Despite the fact that lizards are exposed to a number of family Anaplasmataceae bacteria through infected ticks, our findings suggest that, except for Canditatus Cryptoplasma sp. REP, green lizards do not acquire infections with these species. In short, we detected Canditatus Cryptoplasma sp. REP in 90% of examined lizards, 37% of ticks feeding on lizards, and 6.6% of questing ticks in localities with lizards.

On the basis of our results, we cautiously speculate that Canditatus Cryptoplasma sp.

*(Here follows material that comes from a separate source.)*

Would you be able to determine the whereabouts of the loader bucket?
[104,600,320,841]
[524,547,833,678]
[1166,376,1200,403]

REP is selected for and other genospecies selected against in ticks feeding on lizards. The Canditatus Cryptoplasma sp. REP variant had a high homology (100%) with a sequence obtained from an Apodemus agrarius mouse from Slovakia (13), which indicates that rodents or other mammals might also become infected with this bacterium and contribute (to a lesser extent) to the circulation of these bacteria in nature.

In conclusion, we found a yet to be named species of Canditatus Cryptoplasma sp. (Canditatus Cryptoplasma sp. REP) in questing I. ricinus ticks, I. ricinus ticks collected from and feeding on green lizards, and the blood of green lizards in Slovakia. These results indicate that green lizards serve as an intermediate host for this bacterium and that lizards can influence the enzootic maintenance and circulation of bacteria in the environment. However, other hosts besides reptiles could be involved in the Canditatus Cryptoplasma sp. REP lifecycle as well, though probably to a lesser extent.